Our revenues for quarter two 2010 were $120.5 million, an increase of 20.4% compared with the second quarter of 2009. This up-tick was attributable to an $18.5 million or 18.5% new account organic growth, as well as same customer growth of 2%. And as Eric and I have discussed in several occasions, our expectation was that 2009 new enterprise wins, these are accounts such as Unilever, Pentair, IHG, SkyPark and others will deliver a new revenue in 2010 of at least $50 million.
The $18.5 million of new account growth in quarter two, combined with the $60 million earned in quarter one highlights the extent to which these accounts are successfully ramping the plan and generating substantial revenues.
We expect this trend to continue in the months and years ahead. Year-to-date revenue is $232.7 million, a $38.3 million or 20% increase versus the same period in 2009. This increase is driven primarily by the $34.5 million in new account growth.
In quarter two, we had strong dimension in the enterprise business as we added 60 enterprise clients bringing our total number of enterprise clients at the end of Q2 to 185, versus 159 at the end of Q2 last year. These new accounts added 5 FTEs for a growing roster of employees based onsite at client locations for a total of 89, and this figure now represents approximately 25% of our operation staff, which means a significant amount of our non-sales employees are now insight with our largest clients providing excellent customer service and driving customer loyalty on a daily basis.
Now, in terms of our two primary sales channels, enterprise sales represented 72% of total revenue and transactional sales represented 28% of total revenues we saw in the quarter.

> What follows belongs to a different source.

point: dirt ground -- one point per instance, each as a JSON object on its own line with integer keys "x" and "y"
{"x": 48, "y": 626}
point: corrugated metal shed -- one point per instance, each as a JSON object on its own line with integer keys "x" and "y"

And although we do not target a specific mix of enterprise versus transactional revenue, we do believe this increase in the percentage of enterprise revenue bodes well for the company’s feature, as this revenue is both contractual and recurring in nature.
Reported gross profit for the quarter was $29 million and reported gross margin was 24.1% versus $24.7 million and 24.7% in quarter 2009. The year-over-year 60 basis point decline in gross margin reflects the mixed impact of greater enterprise sales in the second quarter, slightly offset by the impact of increased early pay discounts taken with our suppliers. We expect the gross margin percentage in the second half of this year to remain consistent with the gross margin we saw in the first half.
Now, SG&A as a percentage of revenue still continues to improve as it declined to 160-basis pull versus Q2 last year. Our SG&A was $22.2 million in the quarter, a $2.2 million increase versus Q2, 2009, due primarily to increased sales commissions and higher revenue and the cost of additional procurement staff to service new enterprise clients.
SG&A expense as a percentage of revenue decreased sequentially as well from Q1 this year by 120 basis points. Our diluted earnings per share for the quarter was $0.07 versus $0.05 from the second quarter of ‘09 and previous year quarter EPS figures include approximately one penny of gain from the sale of Echo Global Logistics stock and we intend to continue to sell over time. Adjusted EBITDA excluding stock-based compensation increased 35% from $5.7 million in Q2 last year to $7.7 million in Q2 of this year.